About The Interest of Love
The Interest of Love (Sarangui Ihae) is a 2022 to 2023 South Korean romance drama that aired on JTBC and streams internationally on Netflix, adapted from the novel by Lee Hyuk-jin. Set almost entirely within the cramped, fluorescent-lit floor of a neighborhood bank branch, the series follows four colleagues whose feelings tangle quietly across desks and lunch breaks. It is a study in restraint, where a held glance, an unspoken slight, or the small humiliations of office hierarchy carry as much weight as any grand declaration.
At the center is Ha Sang-su, a diligent, mild-mannered teller who has spent years keeping his head down, and Ahn Su-yeong, a contract worker at the same branch whose warmth masks a sharp awareness of where she stands. The two are drawn to each other with an obvious, almost helpless gravity, yet class anxiety, pride, and the fear of being seen too clearly keep pulling them apart. Around them, second male lead Jung Jong-hyeon, a security guard studying for the police exam, and Park Mi-gyeong, a poised, ambitious colleague from a comfortable background, form the other two corners of a romance that refuses easy symmetry.
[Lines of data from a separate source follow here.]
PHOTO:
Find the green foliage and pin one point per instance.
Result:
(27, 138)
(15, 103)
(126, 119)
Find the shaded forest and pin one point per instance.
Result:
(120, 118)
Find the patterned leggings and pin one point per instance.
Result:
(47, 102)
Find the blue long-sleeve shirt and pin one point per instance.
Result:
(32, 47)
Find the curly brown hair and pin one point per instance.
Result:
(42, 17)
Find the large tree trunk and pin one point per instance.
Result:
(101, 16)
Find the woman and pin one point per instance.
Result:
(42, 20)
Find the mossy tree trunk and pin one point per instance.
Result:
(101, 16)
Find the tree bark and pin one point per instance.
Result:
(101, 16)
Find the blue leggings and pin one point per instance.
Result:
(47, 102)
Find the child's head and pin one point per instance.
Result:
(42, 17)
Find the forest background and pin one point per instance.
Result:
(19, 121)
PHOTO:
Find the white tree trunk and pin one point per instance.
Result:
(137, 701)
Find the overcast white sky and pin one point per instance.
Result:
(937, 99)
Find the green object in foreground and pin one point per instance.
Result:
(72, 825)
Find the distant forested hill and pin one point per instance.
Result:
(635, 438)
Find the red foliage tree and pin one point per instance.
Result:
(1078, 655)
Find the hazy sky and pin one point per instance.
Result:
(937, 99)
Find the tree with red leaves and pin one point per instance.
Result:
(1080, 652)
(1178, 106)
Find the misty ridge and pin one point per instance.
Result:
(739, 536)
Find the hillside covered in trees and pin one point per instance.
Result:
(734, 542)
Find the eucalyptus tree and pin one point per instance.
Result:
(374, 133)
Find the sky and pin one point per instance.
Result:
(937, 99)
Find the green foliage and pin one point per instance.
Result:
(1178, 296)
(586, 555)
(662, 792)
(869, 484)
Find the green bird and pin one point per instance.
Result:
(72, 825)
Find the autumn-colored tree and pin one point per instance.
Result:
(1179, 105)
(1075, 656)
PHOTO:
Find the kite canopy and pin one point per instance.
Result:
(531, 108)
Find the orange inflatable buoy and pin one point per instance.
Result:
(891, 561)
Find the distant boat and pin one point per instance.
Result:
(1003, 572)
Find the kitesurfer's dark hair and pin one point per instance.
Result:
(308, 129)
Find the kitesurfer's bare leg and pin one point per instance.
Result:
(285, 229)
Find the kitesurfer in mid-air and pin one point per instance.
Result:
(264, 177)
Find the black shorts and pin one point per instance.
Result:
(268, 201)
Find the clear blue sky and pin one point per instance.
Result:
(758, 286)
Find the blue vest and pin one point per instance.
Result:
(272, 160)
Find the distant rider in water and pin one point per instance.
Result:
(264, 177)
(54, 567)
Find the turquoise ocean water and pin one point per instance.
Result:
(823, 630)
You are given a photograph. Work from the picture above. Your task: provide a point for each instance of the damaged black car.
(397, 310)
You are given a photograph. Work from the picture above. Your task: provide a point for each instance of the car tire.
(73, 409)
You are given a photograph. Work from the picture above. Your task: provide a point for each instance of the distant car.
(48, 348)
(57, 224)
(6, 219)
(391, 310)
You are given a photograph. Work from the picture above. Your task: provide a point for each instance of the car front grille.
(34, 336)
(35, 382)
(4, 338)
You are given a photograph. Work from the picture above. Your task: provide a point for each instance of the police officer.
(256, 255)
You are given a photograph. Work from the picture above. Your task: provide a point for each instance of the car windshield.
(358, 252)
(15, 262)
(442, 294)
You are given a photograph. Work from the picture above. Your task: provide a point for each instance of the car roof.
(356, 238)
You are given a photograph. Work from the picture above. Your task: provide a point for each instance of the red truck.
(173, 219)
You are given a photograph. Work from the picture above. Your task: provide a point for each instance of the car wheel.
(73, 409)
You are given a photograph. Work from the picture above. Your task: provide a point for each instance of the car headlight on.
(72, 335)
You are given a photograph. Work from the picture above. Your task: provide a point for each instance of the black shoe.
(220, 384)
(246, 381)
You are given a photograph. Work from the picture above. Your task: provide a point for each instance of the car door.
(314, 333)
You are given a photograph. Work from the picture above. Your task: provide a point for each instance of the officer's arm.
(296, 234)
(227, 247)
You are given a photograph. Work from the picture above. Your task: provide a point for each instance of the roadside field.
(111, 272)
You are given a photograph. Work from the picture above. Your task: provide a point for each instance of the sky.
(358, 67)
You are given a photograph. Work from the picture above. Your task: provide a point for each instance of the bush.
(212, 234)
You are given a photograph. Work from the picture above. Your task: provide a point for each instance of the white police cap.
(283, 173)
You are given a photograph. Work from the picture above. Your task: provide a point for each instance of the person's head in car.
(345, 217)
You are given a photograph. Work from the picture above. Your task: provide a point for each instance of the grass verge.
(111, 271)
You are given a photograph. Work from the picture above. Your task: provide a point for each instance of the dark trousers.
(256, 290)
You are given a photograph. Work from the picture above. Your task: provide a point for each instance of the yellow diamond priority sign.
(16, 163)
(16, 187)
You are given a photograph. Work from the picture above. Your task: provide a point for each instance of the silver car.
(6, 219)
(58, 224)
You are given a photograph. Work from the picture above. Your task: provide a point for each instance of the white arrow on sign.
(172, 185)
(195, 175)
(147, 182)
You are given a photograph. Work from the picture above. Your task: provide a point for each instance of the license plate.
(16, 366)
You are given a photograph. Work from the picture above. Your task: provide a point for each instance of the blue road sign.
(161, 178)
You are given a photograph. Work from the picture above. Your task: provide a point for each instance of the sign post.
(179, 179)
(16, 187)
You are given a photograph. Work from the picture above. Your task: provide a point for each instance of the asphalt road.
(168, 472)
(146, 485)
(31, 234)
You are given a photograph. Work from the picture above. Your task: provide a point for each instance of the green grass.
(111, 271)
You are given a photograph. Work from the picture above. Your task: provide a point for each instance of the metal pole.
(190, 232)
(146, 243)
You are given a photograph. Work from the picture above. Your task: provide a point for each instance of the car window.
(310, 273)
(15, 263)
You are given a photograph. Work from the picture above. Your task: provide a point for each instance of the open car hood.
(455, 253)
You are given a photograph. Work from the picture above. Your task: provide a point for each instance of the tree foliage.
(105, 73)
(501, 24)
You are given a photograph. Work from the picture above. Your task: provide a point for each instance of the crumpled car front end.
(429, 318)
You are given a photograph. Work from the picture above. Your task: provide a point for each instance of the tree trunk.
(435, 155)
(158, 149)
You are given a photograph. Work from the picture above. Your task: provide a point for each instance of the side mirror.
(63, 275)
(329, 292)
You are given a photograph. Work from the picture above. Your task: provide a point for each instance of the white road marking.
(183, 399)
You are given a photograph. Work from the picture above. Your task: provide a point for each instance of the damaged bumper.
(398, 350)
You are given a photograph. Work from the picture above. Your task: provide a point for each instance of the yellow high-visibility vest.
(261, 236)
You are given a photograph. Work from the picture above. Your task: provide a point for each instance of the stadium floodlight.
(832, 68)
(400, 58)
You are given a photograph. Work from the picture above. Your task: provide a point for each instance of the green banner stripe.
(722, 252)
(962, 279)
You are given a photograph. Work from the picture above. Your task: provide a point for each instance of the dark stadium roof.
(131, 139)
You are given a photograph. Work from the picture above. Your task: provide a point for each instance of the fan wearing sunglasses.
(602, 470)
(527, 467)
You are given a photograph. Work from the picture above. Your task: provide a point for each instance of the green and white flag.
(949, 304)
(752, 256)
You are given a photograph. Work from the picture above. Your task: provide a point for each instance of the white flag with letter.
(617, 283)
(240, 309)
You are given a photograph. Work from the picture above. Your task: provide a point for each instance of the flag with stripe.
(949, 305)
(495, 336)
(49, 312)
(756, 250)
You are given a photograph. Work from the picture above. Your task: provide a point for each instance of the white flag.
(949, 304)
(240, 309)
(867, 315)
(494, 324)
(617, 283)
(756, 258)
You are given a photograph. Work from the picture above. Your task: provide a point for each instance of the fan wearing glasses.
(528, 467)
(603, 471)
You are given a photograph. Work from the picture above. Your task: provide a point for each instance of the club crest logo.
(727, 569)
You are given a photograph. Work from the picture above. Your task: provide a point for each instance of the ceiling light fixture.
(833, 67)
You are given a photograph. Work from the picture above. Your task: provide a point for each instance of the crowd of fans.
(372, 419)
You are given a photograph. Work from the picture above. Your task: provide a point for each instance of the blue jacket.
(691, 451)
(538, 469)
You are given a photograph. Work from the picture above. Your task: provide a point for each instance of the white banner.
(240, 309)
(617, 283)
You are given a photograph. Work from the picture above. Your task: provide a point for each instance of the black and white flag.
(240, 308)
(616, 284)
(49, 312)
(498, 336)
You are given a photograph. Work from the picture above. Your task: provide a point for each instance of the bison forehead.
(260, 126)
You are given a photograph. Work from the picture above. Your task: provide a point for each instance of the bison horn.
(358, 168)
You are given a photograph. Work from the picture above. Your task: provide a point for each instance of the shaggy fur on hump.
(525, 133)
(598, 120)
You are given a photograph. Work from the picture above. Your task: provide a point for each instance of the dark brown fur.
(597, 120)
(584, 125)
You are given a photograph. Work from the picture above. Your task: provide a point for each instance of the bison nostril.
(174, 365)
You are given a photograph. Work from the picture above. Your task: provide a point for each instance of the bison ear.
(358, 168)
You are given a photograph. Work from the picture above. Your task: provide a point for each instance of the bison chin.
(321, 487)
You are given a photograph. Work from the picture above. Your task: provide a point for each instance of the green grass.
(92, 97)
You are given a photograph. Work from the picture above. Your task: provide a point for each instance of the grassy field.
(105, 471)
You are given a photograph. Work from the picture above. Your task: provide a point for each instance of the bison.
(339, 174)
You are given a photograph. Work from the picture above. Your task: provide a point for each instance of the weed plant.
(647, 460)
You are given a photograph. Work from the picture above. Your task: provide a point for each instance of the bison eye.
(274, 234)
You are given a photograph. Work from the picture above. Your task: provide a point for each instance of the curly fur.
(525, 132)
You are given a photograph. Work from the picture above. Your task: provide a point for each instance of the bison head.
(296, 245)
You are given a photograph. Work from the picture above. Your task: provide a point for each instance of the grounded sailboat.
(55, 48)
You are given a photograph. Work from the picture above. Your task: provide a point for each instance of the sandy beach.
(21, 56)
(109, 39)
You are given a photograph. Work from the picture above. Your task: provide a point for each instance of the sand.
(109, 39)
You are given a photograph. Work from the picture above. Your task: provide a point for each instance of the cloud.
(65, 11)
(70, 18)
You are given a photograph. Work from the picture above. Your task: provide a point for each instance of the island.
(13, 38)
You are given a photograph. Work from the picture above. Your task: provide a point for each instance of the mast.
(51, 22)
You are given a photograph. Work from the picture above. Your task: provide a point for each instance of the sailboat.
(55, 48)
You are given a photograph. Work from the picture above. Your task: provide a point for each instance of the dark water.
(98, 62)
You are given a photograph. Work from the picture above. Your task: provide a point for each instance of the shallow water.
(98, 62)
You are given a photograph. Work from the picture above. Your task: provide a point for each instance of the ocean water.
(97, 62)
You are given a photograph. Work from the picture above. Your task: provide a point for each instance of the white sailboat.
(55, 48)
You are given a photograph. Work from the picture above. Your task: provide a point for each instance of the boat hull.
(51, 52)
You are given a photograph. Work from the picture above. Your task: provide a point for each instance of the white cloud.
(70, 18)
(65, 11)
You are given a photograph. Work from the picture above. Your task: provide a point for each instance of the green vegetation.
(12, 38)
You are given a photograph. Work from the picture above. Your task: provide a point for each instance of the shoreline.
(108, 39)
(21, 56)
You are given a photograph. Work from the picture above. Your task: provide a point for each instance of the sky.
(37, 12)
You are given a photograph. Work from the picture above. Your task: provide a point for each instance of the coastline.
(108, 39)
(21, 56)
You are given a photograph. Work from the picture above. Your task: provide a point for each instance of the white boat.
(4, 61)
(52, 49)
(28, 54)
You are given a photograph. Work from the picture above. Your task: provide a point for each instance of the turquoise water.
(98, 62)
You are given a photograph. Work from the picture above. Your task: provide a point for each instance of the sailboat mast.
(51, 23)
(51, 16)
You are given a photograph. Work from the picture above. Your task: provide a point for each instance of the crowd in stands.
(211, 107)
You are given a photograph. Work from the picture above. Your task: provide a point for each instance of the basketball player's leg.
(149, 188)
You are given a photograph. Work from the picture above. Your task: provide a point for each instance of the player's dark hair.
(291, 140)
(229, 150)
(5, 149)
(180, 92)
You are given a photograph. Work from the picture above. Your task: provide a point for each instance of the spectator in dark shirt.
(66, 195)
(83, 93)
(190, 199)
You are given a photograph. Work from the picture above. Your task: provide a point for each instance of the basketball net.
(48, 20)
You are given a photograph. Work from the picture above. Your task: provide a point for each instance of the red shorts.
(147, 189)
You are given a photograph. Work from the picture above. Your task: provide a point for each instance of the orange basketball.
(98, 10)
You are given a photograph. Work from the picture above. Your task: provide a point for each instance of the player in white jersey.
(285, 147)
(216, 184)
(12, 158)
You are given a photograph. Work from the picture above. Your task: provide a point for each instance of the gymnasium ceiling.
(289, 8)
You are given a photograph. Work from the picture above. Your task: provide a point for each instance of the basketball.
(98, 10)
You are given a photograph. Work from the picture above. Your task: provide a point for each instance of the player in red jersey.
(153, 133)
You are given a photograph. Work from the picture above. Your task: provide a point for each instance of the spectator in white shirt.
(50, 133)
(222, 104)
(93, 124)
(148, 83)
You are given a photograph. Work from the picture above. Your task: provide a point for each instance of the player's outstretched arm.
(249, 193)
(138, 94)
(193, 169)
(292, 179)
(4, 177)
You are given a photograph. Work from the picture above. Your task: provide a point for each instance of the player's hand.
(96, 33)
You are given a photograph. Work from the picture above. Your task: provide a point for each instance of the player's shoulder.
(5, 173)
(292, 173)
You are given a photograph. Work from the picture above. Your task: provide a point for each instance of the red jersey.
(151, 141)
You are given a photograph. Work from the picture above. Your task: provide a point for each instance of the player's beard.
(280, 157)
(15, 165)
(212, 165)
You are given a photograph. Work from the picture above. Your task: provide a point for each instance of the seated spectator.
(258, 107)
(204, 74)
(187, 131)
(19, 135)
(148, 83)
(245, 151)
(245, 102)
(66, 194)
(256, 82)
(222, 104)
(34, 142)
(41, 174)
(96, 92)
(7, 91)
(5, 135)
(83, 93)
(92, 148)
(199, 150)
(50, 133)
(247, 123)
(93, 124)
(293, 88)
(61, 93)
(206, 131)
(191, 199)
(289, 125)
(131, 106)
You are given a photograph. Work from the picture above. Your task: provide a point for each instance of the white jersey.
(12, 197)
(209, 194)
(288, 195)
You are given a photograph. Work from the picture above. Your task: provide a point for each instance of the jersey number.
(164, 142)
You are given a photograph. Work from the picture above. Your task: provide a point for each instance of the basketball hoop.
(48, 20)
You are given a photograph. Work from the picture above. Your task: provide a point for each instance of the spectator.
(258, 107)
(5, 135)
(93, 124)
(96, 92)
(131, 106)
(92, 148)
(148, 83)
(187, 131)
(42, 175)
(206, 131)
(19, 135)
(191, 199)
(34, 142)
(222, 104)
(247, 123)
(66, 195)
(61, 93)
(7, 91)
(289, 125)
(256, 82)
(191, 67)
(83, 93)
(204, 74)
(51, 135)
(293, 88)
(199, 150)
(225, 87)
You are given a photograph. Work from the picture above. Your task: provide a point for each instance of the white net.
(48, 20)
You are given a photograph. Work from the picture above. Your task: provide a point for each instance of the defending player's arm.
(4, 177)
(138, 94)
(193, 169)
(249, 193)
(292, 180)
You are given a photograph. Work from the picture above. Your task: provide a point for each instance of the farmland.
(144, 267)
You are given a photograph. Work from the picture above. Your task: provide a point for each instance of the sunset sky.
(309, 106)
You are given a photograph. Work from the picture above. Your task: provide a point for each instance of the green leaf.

Rather than chase melodrama, the drama leans into the slow burn and the quiet ache of people who want the same thing but cannot say so. It is unsparing about the way money, status, and self-doubt shape who we allow ourselves to love, and it treats its adults as adults, letting desire and disappointment unfold with an understated, almost novelistic patience. Across sixteen episodes the four leads circle one another through misread signals and missed chances, building toward a clear-eyed meditation on whether affection can survive the cold arithmetic of class.